In 1903, a court decided duplication was illegal. But the impact on the industry was virtually nil, Decherney says. “It was a decision that couldn’t be enforced in any way,” he explains. “I think through all these cases of piracy, [courts were] trying to figure out, is film a new medium or an extension of old media, and if so, how do you adapt those laws that are designed for other media to film?”

Then, in 1911, Edison was involved in another case that marked the end of his film career. At that time, Edison was freely adapting novels and plays without permission and without paying royalties. No one questioned the practice until the release of the 1907 film version of “Ben Hur,” which was based on a wildly successful novel and play. Supreme Court Justice Oliver Wendell Holmes, Jr. borrowed a doctrine from patent law to answer the question of who was responsible for copyright infringement. Hollywood studios, the court ruled, must attain the rights to a published work before turning it into a film.

Decherney notes that Hollywood has a long history of self-regulation on many of these issues, a practice that began under the threat of censorship in the late 1920s and 1930s. Because studios were constantly sued by novelists and playwrights in the 1940s and 1950s, the industry created guilds to settle disputes in-house.

The industry has also benefitted greatly from using works not under copyright protection. Hollywood studios supported a law that was upheld by the Supreme Court earlier this year, in which many foreign works were removed from the public domain and copyrighted—some for the first time. Decherney, who filed an amicus brief and wrote an Oct. 4, 2011 New York Times op-ed in support of the plaintiff, argued that removing works from the public domain destabilizes it.

“Hollywood has continually used public domain works for aesthetic or technical innovation or new business models,” he says.

Both the public domain and the film industry have changed dramatically over time, Decherney says, in part because amateurs are now part of the dialogue about copyright rules and regulations, and also because the public domain has shrunk since 1998, when copyright protections were extended on some works for 20 years.

Technology has also altered the way we think about copyright protections.
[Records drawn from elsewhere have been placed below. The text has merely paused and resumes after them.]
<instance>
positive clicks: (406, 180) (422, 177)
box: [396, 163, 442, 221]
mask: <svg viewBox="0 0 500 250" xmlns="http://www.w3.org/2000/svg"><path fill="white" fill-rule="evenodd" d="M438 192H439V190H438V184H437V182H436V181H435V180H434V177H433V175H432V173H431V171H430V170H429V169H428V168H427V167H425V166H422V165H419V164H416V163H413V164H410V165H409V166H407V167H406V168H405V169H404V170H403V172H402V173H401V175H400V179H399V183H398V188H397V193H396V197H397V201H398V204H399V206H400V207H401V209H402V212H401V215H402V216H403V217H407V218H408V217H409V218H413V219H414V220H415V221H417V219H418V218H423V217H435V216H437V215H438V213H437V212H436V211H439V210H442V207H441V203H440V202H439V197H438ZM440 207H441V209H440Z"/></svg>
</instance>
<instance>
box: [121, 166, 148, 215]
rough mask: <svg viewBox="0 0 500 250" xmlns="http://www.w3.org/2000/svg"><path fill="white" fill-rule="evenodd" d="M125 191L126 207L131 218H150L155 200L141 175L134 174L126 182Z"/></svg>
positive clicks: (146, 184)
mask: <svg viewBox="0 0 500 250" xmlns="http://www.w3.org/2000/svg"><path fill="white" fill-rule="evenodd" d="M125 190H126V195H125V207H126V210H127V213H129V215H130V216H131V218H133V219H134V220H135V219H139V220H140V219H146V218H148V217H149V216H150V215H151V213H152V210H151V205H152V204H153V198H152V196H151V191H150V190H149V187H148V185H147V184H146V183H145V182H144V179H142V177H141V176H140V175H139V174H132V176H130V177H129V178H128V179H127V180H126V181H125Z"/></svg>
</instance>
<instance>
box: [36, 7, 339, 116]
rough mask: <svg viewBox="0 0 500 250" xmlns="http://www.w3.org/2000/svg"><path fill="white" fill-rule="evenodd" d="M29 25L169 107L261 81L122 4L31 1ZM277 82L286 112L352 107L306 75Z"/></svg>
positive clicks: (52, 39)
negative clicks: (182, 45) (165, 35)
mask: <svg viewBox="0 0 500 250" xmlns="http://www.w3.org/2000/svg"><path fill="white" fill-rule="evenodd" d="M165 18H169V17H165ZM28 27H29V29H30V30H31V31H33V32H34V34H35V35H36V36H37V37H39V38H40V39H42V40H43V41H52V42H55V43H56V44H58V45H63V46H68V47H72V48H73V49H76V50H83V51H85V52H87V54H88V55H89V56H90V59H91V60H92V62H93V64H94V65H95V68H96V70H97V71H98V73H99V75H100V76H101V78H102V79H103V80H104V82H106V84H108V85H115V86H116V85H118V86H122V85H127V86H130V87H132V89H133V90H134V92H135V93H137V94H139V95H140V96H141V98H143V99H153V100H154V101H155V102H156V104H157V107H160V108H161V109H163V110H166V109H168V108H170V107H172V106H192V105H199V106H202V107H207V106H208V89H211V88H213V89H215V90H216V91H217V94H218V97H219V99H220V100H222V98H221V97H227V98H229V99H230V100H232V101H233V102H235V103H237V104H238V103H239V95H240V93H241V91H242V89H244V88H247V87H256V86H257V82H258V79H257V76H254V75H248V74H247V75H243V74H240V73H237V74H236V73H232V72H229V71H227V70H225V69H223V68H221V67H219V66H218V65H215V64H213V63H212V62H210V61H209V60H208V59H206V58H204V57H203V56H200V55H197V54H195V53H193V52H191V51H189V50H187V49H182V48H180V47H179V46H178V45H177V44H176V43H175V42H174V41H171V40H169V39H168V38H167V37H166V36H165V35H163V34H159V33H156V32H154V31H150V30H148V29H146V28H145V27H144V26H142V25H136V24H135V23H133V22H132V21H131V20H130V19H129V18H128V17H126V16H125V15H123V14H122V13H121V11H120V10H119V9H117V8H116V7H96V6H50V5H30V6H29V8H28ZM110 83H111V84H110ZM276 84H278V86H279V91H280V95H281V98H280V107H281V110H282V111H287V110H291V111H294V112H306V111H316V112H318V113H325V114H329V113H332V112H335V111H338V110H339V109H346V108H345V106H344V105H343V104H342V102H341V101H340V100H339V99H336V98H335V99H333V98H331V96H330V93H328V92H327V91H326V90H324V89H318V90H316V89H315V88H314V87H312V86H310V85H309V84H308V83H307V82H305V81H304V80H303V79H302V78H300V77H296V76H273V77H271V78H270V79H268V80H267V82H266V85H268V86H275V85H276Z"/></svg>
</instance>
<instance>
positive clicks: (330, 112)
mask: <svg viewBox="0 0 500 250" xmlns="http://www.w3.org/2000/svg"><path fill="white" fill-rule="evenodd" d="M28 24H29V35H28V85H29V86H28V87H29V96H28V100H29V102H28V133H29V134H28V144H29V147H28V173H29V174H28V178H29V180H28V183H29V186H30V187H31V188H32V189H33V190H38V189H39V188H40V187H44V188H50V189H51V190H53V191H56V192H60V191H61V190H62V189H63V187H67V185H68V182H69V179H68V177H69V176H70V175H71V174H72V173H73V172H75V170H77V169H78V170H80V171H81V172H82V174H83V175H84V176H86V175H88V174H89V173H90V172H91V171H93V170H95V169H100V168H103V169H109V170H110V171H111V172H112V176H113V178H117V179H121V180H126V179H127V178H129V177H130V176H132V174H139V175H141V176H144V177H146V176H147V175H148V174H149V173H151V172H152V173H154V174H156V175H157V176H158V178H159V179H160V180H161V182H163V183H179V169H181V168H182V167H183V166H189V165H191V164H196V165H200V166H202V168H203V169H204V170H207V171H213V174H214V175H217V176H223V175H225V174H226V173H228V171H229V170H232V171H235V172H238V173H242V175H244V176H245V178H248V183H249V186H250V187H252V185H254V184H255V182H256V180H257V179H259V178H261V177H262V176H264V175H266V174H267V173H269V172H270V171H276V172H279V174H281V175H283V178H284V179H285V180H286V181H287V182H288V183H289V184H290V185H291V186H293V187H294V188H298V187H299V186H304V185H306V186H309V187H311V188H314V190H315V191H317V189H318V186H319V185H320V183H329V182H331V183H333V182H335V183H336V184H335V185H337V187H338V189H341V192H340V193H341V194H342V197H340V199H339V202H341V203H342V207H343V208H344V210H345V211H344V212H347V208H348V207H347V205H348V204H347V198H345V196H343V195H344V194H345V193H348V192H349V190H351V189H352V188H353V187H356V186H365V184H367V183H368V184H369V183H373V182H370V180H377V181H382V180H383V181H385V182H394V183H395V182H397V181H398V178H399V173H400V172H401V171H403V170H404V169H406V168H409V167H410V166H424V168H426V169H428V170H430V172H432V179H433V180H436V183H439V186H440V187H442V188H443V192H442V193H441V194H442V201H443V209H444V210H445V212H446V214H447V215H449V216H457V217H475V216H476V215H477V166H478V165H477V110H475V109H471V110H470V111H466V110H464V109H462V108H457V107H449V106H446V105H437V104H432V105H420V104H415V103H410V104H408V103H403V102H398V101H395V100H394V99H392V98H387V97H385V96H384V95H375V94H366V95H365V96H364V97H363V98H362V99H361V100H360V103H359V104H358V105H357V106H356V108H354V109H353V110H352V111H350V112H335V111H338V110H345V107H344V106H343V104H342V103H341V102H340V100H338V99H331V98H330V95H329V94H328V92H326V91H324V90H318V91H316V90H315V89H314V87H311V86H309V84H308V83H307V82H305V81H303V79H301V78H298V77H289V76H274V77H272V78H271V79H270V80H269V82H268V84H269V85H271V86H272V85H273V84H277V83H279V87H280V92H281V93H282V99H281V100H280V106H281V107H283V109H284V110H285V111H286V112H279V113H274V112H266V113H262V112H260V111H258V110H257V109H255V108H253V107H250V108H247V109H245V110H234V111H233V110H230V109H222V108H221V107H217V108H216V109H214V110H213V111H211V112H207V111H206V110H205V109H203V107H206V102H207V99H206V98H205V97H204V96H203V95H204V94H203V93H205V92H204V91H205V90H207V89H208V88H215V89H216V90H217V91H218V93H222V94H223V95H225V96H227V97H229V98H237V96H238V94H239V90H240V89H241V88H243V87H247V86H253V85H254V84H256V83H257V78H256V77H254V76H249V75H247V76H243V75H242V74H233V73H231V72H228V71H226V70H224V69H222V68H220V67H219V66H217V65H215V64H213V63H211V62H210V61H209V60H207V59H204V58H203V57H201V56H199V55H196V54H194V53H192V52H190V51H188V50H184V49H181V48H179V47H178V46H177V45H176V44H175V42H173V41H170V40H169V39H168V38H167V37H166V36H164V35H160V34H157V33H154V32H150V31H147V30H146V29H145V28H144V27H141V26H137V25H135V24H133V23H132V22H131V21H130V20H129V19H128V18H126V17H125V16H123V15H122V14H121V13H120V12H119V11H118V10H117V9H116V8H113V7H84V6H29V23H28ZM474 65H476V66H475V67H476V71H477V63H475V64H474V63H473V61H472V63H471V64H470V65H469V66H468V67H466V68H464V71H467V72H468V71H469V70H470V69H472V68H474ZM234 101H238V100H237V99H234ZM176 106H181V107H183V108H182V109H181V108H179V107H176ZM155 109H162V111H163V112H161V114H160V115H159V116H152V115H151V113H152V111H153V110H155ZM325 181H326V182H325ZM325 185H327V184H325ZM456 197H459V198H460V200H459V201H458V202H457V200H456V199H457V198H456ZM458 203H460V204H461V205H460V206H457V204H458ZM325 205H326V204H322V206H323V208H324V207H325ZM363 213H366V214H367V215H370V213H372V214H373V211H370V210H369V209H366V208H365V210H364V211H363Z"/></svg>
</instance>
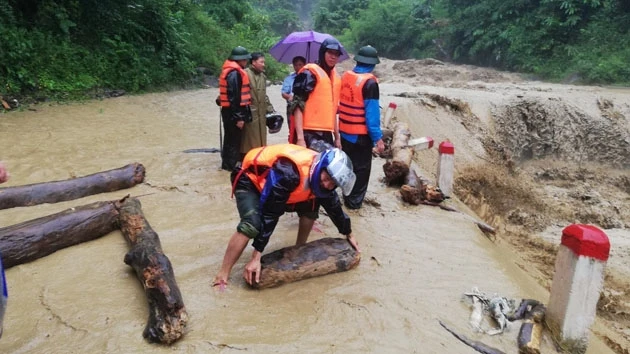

“I think we’re in this period, like Edison was in 1903, in which we’re trying to figure out what are the new possibilities of digital media and how to regulate them,” Decherney says. “Studios [are] understandably trying to protect their old models, both the old models of regulation and business models.  … If you look historically, a lot of things that seem normal to us now, like radio, like home video, really seemed like piracy at the beginning.”